Other migrants, mostly complete strangers, tried to console her. A woman handed him a Bible with a blue blanket, then quietly slipped away. Robert, 33, patted her shoulders. Glenni, 21, fanned it with a kitchen rag.

Several people said they tried to make a refugee claim to US Border Patrol officers, but officers were not listening. They were told, they said, to just answer the questions and follow the instructions.

Hours after arriving in the United States, the migrants said they were escorted to a bus that brought them back to Mexico.

Lenore, 36, a migrant from Honduras, was certain she would enter. Her husband had crossed the border two years earlier with their daughter, Jacobel, now 9, who has bone cancer, and moved to Oklahoma. She holds up a picture of her sick little girl.

“I can’t understand why they wouldn’t let me pass,” she said, sitting on an aluminum blanket where she slept against the pink backpack that holds everything she owns.

Nearby, inside a tent, Alma, 43, was holding her daughter, Alyson Sofia, 9. They too had been returned.

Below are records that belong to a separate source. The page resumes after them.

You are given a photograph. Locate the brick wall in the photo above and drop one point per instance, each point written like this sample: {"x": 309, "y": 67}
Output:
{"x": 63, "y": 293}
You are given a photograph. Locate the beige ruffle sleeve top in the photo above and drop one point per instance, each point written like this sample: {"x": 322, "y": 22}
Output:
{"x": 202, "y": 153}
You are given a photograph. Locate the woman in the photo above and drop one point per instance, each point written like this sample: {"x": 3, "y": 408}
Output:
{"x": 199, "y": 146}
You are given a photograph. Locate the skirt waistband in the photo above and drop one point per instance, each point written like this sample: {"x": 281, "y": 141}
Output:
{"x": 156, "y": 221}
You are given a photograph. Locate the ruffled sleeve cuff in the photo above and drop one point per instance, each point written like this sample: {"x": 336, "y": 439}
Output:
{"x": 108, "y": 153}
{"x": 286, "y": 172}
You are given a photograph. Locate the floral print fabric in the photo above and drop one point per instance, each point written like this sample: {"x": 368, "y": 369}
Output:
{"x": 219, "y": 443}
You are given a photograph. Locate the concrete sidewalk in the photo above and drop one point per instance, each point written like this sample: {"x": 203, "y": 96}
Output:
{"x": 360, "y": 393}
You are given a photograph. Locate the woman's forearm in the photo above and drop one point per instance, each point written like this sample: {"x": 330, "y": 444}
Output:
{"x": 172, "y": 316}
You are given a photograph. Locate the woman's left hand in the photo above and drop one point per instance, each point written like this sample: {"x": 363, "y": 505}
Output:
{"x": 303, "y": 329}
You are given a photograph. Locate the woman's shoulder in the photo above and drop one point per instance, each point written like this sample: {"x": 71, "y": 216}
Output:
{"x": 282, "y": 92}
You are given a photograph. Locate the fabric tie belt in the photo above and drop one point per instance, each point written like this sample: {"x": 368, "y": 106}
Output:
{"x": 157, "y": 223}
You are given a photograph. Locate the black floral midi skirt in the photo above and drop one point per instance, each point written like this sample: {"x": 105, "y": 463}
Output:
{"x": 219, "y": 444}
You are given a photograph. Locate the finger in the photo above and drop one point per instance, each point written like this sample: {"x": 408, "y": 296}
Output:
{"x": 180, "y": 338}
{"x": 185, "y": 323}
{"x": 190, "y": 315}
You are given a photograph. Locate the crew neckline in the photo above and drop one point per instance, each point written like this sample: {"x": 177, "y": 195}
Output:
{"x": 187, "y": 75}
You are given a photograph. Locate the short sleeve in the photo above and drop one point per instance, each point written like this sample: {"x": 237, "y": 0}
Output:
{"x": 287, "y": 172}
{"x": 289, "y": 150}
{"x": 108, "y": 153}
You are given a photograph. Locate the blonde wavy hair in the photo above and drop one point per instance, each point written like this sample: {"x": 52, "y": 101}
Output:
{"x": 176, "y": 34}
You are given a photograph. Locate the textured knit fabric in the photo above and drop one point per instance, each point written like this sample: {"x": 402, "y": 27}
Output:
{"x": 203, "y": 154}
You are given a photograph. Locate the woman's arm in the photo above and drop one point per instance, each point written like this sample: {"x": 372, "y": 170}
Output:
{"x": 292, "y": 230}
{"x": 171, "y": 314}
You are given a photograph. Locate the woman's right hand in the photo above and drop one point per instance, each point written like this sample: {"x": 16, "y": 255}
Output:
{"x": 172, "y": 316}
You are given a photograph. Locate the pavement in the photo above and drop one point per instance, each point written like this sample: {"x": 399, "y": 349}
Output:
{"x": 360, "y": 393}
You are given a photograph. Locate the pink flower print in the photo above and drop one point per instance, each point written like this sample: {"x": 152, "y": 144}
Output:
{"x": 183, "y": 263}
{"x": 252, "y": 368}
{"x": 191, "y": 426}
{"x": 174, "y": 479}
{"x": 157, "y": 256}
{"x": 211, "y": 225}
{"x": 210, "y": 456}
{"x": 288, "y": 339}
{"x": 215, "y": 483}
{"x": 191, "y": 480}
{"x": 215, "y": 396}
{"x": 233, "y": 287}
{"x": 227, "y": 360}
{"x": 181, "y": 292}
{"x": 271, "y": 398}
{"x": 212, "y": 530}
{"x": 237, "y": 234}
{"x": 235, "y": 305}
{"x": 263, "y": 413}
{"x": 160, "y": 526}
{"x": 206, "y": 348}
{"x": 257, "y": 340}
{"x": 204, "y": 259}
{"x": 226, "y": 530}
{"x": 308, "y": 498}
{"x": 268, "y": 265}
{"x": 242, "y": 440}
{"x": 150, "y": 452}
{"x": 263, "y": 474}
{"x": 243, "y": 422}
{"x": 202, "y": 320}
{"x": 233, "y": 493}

Alma said she had run a food stall in Honduras, but the business had become unsustainable with a high “war tax” imposed by gangs. She and her daughter were twice deported by US authorities, but still hoped to make it to Indianapolis, where family members who had helped pay for their trip were ready to receive them.

“I’m waiting for the United States to allow us to enter,” she said, the bridge to the United States for their temporary residence. “I have faith in God that this will happen.”